Deutsche Schlösserstiftungen laden »Zu Tisch« – Ehrgeiziges Veranstaltungsprojekt im Rahmen des Europäischen Kulturerbejahres
Silvia Friedrich

„Essen und trinken müssen alle, egal ob Stallbursche oder König“, postulierte Hartmut Dorgerloh, der Generaldirektor der Stiftung  Preußische Schlösser und Gärten (SPSG) in der Schlossküche zu Sanssouci in Potsdam. Im Kü­chentrakt des Ostflügels eröffnete der zukünftige Intendant des Humboldt-Forums mit „Zu Tisch! Genießen in Schlössern und Gärten“ sein letztes Ausstellungsprojekt als SPSG-Chef. 

Im Fokus dieses Beitrags zum „Europäischen Kulturerbejahr 2018“ steht das Verbindende in der europäischen Kultur. Wobei Fragen wie „Wo erkennen wir das europäische Erbe in unseren Städten, Dörfern und Kulturlandschaften wieder?“, „Was verbindet uns?“ und „Was können wir lernen?“ eine entscheidende Rolle spielen. Der deutsche Beitrag heißt Englisch „Sharing Heritage“, was etwa mit „Teilung des kulturellen Erbes“ zu übersetzen ist.

Allein in Deutschland finden über 1000 Veranstaltungen wie Ausstellungen, Projekttage, Foren und Führungen statt. Es gäbe viele kulturelle Themen, die Menschen interessierten und es wert wären, be­leuchtet zu werden, so Dorgerloh, der auch den Vorsitz führt im Verein Schlösser und Gärten in Deutschland, dem Initiator der Veranstaltungsreihe. 

Bei der Nahrungsaufnahme und allem, was damit verbunden ist,  handelt es sich um ein tief mit unserer Existenz verwobenes, hoch emotionales Sujet, das zudem sowohl mit Heimatgefühlen als auch mit Urlaubserinnerungen verbunden sein kann. „So einen speziellen Fokus hat es so konzentriert noch nicht ge­geben“, sagte Dorgerloh, „das bringt eine Menge neuer Erkenntnisse, stärkt das historische Be­wusstsein und macht uns im positiven Sinne satter und glücklicher.“ 

Rund 100 Schlösser, Burgen, Herrenhäuser, Klöster und Gärten beteiligen sich an dieser außergewöhnlichen Aktion. Kü­chen, Speise- und Festsäle, Orangerien, Wein- und Eiskeller öffnen die Tore und Pforten. So wird sowohl in fürstlichen Anwesen von Mecklenburg-Vorpommern als auch in solchen von Rheinland-Pfalz, Sachsen, Baden-Württemberg und Bayern gekocht, eingedeckt, getafelt und gespeist.

Auch die Partnerländer nehmen unter dem Motto „A Place at the Royal Table“ fast gleichzeitig an königlichen Tischen Platz.
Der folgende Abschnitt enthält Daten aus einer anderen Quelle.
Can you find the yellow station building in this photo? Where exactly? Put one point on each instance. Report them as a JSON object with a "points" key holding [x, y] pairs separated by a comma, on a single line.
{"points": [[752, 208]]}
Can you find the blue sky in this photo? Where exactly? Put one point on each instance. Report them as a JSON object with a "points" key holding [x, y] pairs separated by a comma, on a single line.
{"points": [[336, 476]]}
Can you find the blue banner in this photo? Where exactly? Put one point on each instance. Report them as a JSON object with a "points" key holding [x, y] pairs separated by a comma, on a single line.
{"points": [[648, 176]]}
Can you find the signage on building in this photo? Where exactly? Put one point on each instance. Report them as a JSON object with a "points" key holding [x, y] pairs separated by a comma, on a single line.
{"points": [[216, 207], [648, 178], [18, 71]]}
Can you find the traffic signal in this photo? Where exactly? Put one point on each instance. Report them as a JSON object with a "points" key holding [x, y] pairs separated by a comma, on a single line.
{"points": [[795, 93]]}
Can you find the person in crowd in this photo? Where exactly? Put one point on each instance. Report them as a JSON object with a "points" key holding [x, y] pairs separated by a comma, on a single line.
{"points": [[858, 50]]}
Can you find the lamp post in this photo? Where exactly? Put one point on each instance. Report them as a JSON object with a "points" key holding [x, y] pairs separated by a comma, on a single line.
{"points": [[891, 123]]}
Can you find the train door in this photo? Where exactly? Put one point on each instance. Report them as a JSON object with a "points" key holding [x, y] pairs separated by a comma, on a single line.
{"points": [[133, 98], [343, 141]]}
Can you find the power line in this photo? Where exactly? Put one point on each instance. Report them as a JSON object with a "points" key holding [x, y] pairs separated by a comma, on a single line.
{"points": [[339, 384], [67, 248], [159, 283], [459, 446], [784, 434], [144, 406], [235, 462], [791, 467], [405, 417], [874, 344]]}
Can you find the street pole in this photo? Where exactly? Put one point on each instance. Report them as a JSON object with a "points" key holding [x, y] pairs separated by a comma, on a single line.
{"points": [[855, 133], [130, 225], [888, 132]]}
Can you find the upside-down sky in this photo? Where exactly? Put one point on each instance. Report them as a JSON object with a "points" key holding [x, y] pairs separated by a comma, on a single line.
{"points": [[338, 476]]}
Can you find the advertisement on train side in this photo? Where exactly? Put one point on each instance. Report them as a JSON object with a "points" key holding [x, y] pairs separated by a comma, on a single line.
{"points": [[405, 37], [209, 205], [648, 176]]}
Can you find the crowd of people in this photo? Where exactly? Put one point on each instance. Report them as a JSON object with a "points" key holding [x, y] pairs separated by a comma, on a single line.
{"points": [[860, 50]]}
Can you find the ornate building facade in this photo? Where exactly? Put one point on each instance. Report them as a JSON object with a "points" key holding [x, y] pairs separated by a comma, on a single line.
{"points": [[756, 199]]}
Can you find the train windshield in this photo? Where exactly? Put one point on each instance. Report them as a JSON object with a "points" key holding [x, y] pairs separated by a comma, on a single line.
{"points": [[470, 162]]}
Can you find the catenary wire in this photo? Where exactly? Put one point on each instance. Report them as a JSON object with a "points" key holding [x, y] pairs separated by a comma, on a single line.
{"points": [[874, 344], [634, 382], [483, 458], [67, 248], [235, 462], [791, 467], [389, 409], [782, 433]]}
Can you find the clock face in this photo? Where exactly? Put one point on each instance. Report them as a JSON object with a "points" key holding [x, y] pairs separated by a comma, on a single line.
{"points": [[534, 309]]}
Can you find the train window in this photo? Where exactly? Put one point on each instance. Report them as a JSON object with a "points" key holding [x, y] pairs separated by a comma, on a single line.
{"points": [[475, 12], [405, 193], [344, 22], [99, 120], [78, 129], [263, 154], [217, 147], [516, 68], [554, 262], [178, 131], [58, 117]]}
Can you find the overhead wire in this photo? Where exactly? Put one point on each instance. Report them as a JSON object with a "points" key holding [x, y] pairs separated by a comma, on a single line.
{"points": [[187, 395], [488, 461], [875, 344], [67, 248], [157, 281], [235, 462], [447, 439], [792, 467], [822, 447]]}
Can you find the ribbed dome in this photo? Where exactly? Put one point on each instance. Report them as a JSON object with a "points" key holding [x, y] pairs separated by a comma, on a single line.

Im übertragenen Sinne, versteht sich. Das Publikum wird eingeladen, die Ursprünge herrschaftlicher Ge­nusskultur zu ergründen. Wie schlemmten die Herrschaften und mit welchem Geschirr? Was hatten Küche und Keller zu bieten? Wie waren die Tischsitten? Wer durfte mit wem am Tisch sitzen?

Quer durch Deutschland kann man so Einblicke ins „Eingemachte“ gewinnen. Hierzu werden auch Silberkammern geöffnet, die Geschichte des Speiseeises er­zählt, Modegetränke aus längst vergangenen Zeiten präsentiert und natürlich die oft dazu gehörende Tafelmusik nicht vergessen. 
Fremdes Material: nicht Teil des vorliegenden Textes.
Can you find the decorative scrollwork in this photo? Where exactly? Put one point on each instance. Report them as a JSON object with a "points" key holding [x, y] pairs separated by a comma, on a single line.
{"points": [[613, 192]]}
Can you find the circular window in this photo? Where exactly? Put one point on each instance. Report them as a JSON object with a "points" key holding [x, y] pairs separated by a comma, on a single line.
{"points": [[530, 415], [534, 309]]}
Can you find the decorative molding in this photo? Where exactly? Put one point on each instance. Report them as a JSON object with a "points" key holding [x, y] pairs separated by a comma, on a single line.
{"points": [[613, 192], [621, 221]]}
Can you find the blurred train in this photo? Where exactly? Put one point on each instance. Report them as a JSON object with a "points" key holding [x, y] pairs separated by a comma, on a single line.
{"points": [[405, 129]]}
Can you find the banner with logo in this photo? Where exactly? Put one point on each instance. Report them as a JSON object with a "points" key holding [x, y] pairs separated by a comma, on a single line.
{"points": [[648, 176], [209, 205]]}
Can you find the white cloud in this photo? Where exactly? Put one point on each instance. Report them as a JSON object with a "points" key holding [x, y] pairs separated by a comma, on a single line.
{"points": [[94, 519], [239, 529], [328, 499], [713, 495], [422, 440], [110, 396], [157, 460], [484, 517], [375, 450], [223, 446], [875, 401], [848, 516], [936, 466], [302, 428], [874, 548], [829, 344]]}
Einen zentralen Höhepunkt bildet das „Europäische Picknick“ rund um den 23. Juni. Auf dem Gelände des traditionsreichen Schlosses Sanssouci wird es auf der Wiese unterhalb der Orangerie eine 270 Meter lange, weiß eingedeckte und von Gärtnern reich geschmückte Tafel geben, die zum Picknick unter freiem Himmel einlädt. Essen und Ge­tränke müssen von den maximal 1000 Besuchern, die bei diesem Festgelage Platz finden können, selbst mitgebracht werden. 

In Kooperation mit den Potsdamer Musikfestspielen wird das Pick­nick von fürstlicher Tafelmusik begleitet. So haben Besucher die Möglichkeit, einmal an einer fürstlichen Tafel barocken Ausmaßes Platz zu nehmen. Des Weiteren geben der „Hofkoch“ König Friedrichs Wilhelms IV., Ferdinand Andrea Tamanti alias Mi­chael Adam, und „Hofköchin“ Charlotte Retzloff alias Astrid Heiland-Vondruska mittels Führungen Einblicke in die Welt royaler Gaumenfreuden. 
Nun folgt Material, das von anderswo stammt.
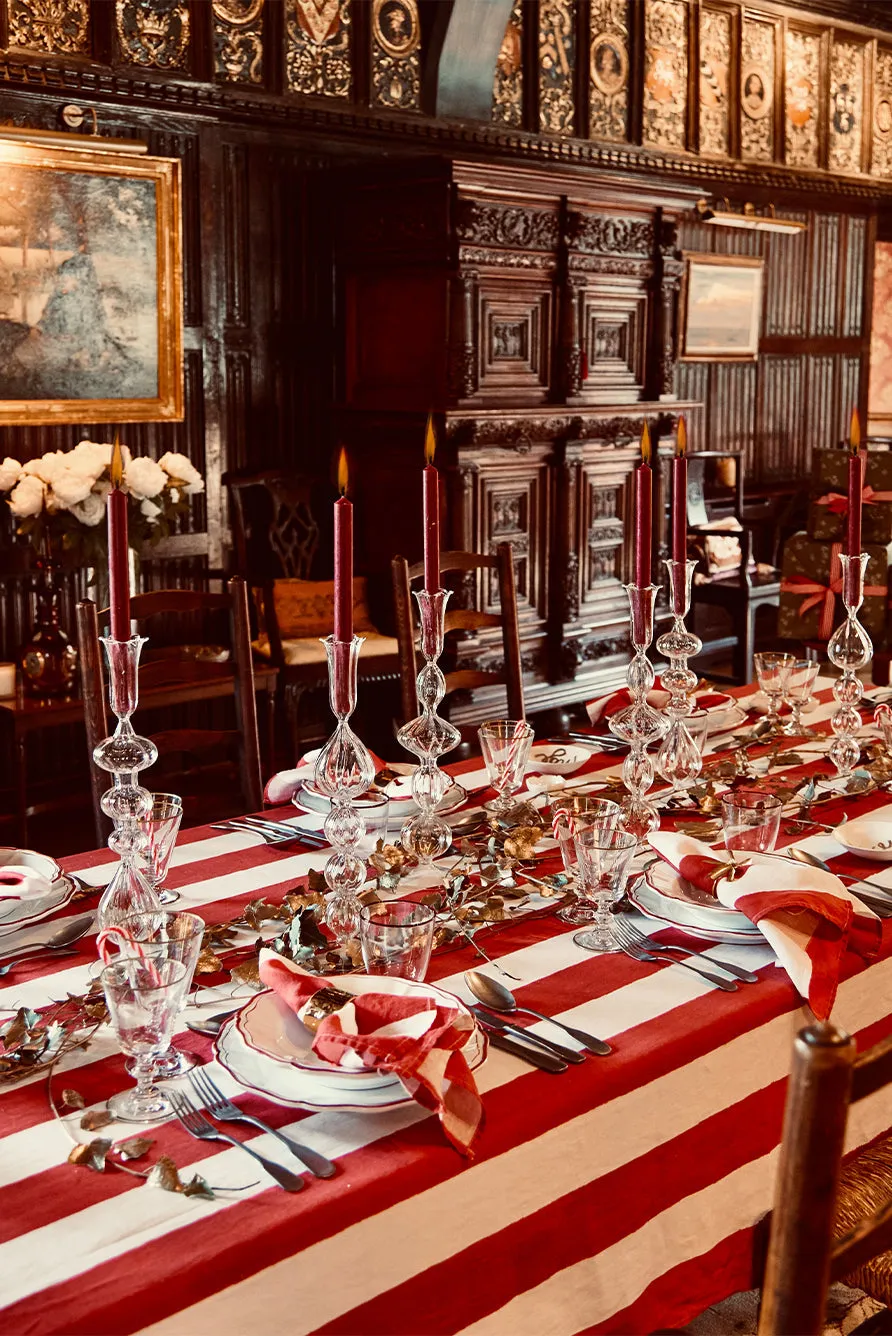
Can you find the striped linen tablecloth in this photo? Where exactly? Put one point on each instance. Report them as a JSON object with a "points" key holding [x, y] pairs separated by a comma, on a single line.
{"points": [[616, 1197]]}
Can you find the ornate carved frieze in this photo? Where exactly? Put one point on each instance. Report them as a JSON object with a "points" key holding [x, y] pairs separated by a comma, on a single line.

Der „Romantiker auf dem Thron“ nutzte Schloss Sanssouci ab 1840 zusammen mit seiner Ge­mahlin Elisabeth von Bayern als Sommerresidenz. Ihm ist es zu verdanken, dass im Ostflügel des Schlosses neben anderen Wirtschaftsräumen eine Schlossküche eingerichtet wurde. Die damals als hochmodern geltende Ausstattung mit Warmwasserbereitung, Wärmeschrank und vor allem einer Kochmaschine wurde bis 1873 genutzt. Sein Vorfahr Fried­rich der Große ließ seine Menüs noch im Westflügel Sanssoucis zubereiten. Beide schätzten Au­stern, die hier reichlich auf die Teller kamen. „Bei Friedrich gab es alles, was Küche und Keller hergaben“, so Dorgerloh, denn der König sei ein ganz großer Esser gewesen. Allerdings hätte er immer zu schwer und zu fett gegessen, was dann im Alter in Gichtattacken mündete. „Es ging auch darum, dass man neue Dinge ausprobierte“, fügte der Schlösserdirektor hinzu. 

Friedrich habe in Sanssouci versucht, außereuropäische Delikatessen, vor allem Obst wie Melonen, Bananen und Ananas mit einem unglaublichen personellen und technischen Aufwand zu kultivieren. Des Königs Lieb­lingsobst waren jedoch nachweislich Kirschen. Eine Ausstellung in den Römischen Bädern mit dem Titel „Tischlein deck dich“ rundet das Programm in Potsdam ab. 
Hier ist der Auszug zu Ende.